Qu'en est-il de nos différences au XXIème siècle ?

Ecrit par Luc Sénécal le 22 septembre 2012. dans Racisme, xénophobie, La une, Actualité, Société

Qu'en est-il de nos différences au XXIème siècle ?

Nous voulons enseigner à notre jeunesse le respect. Mais pour être respectable, encore faut-il respecter.

Le respect de quoi ? Des individus, de la société, des institutions, des croyances et des religions, des différences…

Et la liberté dans tout cela ? La liberté ne se doit-elle pas d’être respectée ? La liberté de la parole, de la presse, des expressions sous quelques formes que cela soit…

Or cette même liberté sous quelque forme que ce soit, ne se doit-elle pas d’être respectable ?

Une maxime s’applique merveilleusement à cela : « La liberté des uns s’arrête là où commence celle des autres ».

Nous viendrait-il naturellement à l’idée de nous attaquer à la famille ou aux croyances d’un ami. Pourquoi le ferions-nous plus encore vis-à-vis d’inconnus ? Sauf à avoir dans un cas comme dans l’autre des visées sous-jacentes.

Pour ce qui concerne le monde arabe, nous pouvons en admirer toute la richesse et la culture qu’il a laissées à l’humanité. Ce qui a été dans le monde un support de civilisation incontestable. Mais nous pouvons tout aussi bien avoir la même admiration pour d’autres religions. Ni plus, ni moins. C’est incontestable. Aussi vouloir les opposer aujourd’hui, en ce début du XXIème siècle, semble un retour à des attitudes moyenâgeuses et cela prouve, hélas, avec quelle lenteur l’Homme dans toute la fragilité de son humanité, évolue.

Ceci dit il y a toujours à découvrir chez les habitants de toutes les régions du globe. Ne serait-ce que pour apprécier, comprendre et intégrer d’autres raisonnements, d’autres priorités, d’autres croyances qu’elles soient religieuses ou non. Gardons-nous cependant de faire des amalgames. L’immigration quand elle prétend imposer une culture dans un pays qui n’est pas la sienne, crée des tensions. La provocation vestimentaire et comportementale en est le support extérieur. Le verbe et le prêche en sont la force de persuasion orale pour ceux qui y sont soumis. Les médias sont désormais utilisés pour parvenir à manipuler les foules, même à leurs dépens. Tout cela est vrai mais n’est qu’une petite partie de la problématique.

Car le monde arabe n’est pas le monde musulman. Les extrémistes arabes ne sont pas forcément musulmans et l’inverse est encore plus vraisemblable. Les extrémistes existent partout. Or quels supports utilisent-ils ? La provocation. La violence. Voire même s’essayer à la terreur. Provocation ou violence non seulement physique mais surtout verbale. Pourquoi ? Pour faire réagir, manipuler, exacerber etc. Donc se mettre au niveau de ces personnages c’est jouer leur jeu. Et je crois que ceux qui ont créé, publié ou vanté par exemple il n’y a pas si longtemps ces caricatures et plus récemment ces vidéos, ont pleinement réussi leur objectif. A savoir utiliser l’outrance des provocations pour organiser ou tout au moins favoriser les troubles dans le monde musulman. Et par conséquent favoriser les réactions d’intolérance également ailleurs.
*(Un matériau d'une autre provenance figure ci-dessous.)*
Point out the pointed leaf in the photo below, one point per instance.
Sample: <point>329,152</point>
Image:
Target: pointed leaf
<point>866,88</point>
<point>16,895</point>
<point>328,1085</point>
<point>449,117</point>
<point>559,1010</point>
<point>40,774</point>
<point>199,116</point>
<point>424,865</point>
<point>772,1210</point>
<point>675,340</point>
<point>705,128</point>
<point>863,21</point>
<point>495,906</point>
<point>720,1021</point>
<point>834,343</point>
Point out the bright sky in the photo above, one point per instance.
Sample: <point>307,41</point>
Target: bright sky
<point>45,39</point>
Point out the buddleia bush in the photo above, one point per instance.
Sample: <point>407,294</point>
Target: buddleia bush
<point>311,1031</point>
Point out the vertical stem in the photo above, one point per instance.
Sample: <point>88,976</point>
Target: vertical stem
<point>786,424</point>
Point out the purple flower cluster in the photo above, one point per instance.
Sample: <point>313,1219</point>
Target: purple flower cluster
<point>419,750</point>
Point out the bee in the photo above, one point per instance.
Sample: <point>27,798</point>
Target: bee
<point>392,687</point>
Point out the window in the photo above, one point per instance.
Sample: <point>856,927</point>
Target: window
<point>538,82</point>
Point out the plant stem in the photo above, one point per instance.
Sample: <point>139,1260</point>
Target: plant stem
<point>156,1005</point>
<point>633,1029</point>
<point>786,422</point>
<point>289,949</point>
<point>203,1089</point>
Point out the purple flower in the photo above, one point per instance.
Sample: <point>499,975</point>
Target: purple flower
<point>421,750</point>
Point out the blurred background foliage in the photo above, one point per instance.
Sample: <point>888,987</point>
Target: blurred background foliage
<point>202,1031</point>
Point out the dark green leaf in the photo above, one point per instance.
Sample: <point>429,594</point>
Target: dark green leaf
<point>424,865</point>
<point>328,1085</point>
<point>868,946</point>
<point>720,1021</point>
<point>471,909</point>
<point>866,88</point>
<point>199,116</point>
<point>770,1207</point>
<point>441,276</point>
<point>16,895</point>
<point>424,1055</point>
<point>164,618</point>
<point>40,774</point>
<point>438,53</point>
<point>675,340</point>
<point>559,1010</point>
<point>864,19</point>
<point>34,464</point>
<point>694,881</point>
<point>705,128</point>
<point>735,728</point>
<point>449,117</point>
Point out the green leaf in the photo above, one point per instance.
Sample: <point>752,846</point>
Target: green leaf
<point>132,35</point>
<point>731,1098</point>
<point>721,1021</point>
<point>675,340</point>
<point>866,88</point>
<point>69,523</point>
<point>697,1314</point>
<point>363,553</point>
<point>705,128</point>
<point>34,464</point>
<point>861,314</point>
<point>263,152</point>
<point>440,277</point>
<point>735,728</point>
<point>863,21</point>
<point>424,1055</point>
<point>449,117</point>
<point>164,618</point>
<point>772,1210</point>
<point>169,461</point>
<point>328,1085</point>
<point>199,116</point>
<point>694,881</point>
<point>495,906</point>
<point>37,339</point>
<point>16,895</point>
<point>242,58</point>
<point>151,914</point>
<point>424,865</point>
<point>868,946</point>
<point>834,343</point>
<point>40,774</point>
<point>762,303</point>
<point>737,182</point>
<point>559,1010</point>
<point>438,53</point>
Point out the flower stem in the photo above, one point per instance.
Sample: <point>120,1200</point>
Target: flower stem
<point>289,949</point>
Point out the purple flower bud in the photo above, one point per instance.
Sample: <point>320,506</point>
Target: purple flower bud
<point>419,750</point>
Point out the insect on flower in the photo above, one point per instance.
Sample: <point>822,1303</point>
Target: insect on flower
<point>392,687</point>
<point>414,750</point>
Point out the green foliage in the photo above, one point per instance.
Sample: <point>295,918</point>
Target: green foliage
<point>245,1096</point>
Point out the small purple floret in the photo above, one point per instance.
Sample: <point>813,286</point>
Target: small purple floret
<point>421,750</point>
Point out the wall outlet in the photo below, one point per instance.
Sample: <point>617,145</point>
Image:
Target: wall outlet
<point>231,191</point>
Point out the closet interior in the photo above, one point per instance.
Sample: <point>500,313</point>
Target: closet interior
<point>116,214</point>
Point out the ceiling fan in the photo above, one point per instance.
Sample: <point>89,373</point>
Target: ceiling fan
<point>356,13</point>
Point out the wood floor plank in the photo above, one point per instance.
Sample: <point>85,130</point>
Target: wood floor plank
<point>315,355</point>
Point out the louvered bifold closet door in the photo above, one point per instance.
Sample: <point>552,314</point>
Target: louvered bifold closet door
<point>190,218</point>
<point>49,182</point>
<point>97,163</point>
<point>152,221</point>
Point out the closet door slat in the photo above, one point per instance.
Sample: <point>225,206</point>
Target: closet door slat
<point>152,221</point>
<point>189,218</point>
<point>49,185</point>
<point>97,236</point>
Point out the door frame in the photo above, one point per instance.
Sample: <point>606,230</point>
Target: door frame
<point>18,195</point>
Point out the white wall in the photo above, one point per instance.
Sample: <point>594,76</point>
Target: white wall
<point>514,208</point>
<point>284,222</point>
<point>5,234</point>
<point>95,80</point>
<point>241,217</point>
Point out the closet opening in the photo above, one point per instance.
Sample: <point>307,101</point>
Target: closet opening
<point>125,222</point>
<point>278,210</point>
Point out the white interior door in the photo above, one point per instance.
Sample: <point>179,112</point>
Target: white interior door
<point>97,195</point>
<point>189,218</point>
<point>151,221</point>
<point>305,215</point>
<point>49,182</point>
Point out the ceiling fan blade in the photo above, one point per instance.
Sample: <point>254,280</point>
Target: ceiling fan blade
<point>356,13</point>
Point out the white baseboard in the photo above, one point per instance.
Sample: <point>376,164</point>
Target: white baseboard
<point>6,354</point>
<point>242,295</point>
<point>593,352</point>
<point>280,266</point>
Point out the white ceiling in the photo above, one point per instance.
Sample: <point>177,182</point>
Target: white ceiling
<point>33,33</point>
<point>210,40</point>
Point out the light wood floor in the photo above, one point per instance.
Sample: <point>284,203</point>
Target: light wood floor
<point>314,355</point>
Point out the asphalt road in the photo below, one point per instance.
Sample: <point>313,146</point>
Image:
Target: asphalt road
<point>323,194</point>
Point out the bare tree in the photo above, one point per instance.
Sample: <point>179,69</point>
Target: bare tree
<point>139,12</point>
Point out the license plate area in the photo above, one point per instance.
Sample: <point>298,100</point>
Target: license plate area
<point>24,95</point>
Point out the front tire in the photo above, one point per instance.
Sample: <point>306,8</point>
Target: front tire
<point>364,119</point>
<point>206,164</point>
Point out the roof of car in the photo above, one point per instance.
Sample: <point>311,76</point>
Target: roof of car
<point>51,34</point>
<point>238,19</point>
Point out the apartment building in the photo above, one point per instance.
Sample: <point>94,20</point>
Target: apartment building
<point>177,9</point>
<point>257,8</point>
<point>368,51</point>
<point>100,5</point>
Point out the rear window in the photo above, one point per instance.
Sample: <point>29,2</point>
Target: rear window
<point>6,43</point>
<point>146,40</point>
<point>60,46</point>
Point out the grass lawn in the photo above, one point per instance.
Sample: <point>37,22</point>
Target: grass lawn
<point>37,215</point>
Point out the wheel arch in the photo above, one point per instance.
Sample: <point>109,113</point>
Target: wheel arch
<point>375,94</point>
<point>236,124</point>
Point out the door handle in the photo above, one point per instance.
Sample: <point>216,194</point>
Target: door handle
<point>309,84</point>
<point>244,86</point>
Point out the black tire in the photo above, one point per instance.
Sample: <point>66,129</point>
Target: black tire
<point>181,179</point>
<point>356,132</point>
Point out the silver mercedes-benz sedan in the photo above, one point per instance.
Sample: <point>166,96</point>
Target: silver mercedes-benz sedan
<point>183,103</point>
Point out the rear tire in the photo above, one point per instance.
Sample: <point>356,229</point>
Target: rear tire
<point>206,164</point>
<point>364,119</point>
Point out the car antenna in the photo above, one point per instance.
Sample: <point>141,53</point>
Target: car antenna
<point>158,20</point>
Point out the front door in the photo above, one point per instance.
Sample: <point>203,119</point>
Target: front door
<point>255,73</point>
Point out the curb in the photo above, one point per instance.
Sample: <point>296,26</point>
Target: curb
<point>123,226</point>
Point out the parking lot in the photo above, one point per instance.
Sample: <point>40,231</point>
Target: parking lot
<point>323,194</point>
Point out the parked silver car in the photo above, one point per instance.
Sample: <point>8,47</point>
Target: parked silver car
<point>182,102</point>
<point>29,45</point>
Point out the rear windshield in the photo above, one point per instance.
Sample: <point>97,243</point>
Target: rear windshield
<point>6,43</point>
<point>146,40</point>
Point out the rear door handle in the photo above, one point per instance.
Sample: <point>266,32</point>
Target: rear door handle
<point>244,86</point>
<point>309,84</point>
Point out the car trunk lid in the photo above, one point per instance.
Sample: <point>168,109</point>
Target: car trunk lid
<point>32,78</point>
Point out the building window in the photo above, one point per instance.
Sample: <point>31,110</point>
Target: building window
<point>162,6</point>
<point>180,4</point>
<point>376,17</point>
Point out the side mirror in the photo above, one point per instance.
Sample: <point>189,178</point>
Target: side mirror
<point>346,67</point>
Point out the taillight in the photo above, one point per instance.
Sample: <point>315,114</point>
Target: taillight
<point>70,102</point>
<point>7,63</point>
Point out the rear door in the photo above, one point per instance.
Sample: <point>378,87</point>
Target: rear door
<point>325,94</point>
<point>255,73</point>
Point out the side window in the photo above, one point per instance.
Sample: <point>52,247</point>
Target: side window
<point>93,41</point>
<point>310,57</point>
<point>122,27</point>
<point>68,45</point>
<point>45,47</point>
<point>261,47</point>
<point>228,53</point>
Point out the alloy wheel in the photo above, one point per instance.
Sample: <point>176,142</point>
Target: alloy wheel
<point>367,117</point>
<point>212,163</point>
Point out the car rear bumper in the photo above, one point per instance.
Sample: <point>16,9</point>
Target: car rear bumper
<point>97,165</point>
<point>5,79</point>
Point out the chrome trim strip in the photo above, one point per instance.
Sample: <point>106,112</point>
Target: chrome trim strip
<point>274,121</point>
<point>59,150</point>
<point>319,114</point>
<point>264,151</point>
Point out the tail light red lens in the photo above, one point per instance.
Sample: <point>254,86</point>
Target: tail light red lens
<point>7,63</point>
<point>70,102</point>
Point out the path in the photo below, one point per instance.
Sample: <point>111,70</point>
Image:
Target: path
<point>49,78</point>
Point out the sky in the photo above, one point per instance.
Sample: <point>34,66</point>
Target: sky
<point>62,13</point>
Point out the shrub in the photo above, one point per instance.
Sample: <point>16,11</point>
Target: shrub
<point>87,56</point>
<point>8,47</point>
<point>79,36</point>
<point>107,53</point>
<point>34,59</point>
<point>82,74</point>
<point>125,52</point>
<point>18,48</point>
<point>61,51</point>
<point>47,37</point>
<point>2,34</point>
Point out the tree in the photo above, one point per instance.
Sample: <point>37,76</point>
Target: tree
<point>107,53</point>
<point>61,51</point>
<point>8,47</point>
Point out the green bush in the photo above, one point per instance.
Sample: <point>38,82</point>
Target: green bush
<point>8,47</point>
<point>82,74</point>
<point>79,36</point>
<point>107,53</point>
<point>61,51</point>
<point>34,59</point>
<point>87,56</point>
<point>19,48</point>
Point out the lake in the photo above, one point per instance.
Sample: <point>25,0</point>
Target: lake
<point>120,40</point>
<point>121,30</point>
Quant à la presse et aux médias, il appartient aux lecteurs et aux spectateurs de faire la part de ce qu’il faut retenir de cette leçon. On ne peut demander à tous d’interpréter ce genre de provocation sans faire intervenir sa façon d’apprécier le sujet choisi. Surtout s’il s’agit de croyance. Mais on peut supposer que dans un pays comme le nôtre, une démocratie je le rappelle (pour ceux qui ne se rendent pas compte de ce que cela peut vouloir dire, je leur propose d’aller voir dans d’autres régions du globe…), le fait de pouvoir vivre ensemble tient au respect des uns pour les autres et à la Liberté.

Reste la violence à l’état pur. Les attentats. L’horreur. Les souffrances. La perte d’un être cher. L’ultime provocation, celle perpétrée sur des innocents… Elle ne peut que ressouder une société vis-à-vis de ces ignominies et non en séparer les constituants. Certains s’emploient par des amalgames plutôt évidents, à générer un trouble parmi chaque citoyen, selon ses croyances et ses inimitiés. J’en terminerai donc par ceci : « S’il n’y avait pas des abrutis, il n’y aurait pas de gens intelligents ».

Ne nous laissons pas abuser. Il n’y a pas si longtemps, il y avait une guerre en Europe et pas loin de chez nous. En utilisant les croyances, certains cherchaient à imposer par la force et la violence un pouvoir illégitime. Nous ne pouvons l’avoir oublié. Nous nous devons surtout de ne pas l’oublier.